Dr. Anthony Fauci is facing criticism for admitting he no longer actively practices his Catholic faith for “complicated reasons” saying it’s a “thing that I don’t really need to do.”

During a segment of a recent interview, Fauci pointed out the chapel where he and his wife married in 1985. 

“It’s beautiful,” replied Kay. “Do you still go there?” 

“No,” he answered.

“You don’t practice [Catholicism] anymore?” she asked him. “Do you?”

“No,” Fauci said again. The BBC hostess asked him why.

“A number of complicated reasons,” he said. “First of all, I think my own personal ethics on life are I think enough to keep me going on the right path.”

“And I think there are enough negative aspects about the organizational Church,” he continued. He noted that Kay was “very well aware” of these things, without naming them.

“I’m not against it,” Fauci explained. “I identify myself as a Catholic. I was raised, I was baptized, I was confirmed, I was married in the Church. My children were baptized in the Church.”

“But as far as practicing it, it seems almost like a pro forma thing that I don’t really need to do.”  

Kay posted the clip to her Instagram account on Saturday.

Of course, when you are your own god as a part of the Death Cult of the State, you have no need for organized religion.

“Interviewing Dr Fauci means accommodating his full-time security escort (something he has to deal with every day),” she wrote in a description of the post. “I pressed him on how a public health official became the subject of so much hatred – as well as his complicated relationship with religion.”

Fauci served as the director of the National Institute of Allergy and Infectious Diseases (NIAID) for 38 years – from 1984 until his retirement at the end of 2022. He spent almost the last two of these years concurrently serving as President Joe Biden’s Chief Medical Advisor.

He has on numerous occasions staunchly defended the Biden administration’s radically pro-abortion record. 

“It will be our policy to support women’s and girls’ sexual and reproductive health and reproductive rights in the United States, as well as globally,” Fauci said just one day after the president took office. 

He went on to speak favorably about Biden’s decision to end a longstanding policy against using federal taxpayer money to fund abortion overseas, calling it “part of the broader commitment to protect women’s health and advance gender equality at home and around the world.”

Fauci became a national figure after the outbreak of COVID-19. He was widely regarded as the public face of the various stringent lockdowns, mandates, and other restrictions that officials implemented in response to the virus.

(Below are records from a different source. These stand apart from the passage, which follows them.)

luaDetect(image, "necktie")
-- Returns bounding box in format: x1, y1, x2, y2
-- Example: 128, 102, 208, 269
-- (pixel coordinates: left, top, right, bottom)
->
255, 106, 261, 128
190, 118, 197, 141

In particular, Facui helped oversee the nationwide mass closure of Catholic churches. As Supreme Court Justice Neil Gorsuch later recounted:

Executive officials across the country issued emergency decrees on a breathtaking scale. Governors and local leaders imposed lockdown orders forcing people to remain in their homes. They shuttered businesses and schools, public and private. They closed churches even as they allowed casinos and other favored businesses to carry on. They threatened violators not just with civil penalties but with criminal sanctions too.

They surveilled church parking lots, recorded license plates, and issued notices warning that attendance at even outdoor services satisfying all state social-distancing and hygiene requirements could amount to criminal conduct.

They divided cities and neighborhoods into color-coded zones, forced individuals to fight for their freedoms in court on emergency timetables, and then changed their color-coded schemes when defeat in court seemed imminent.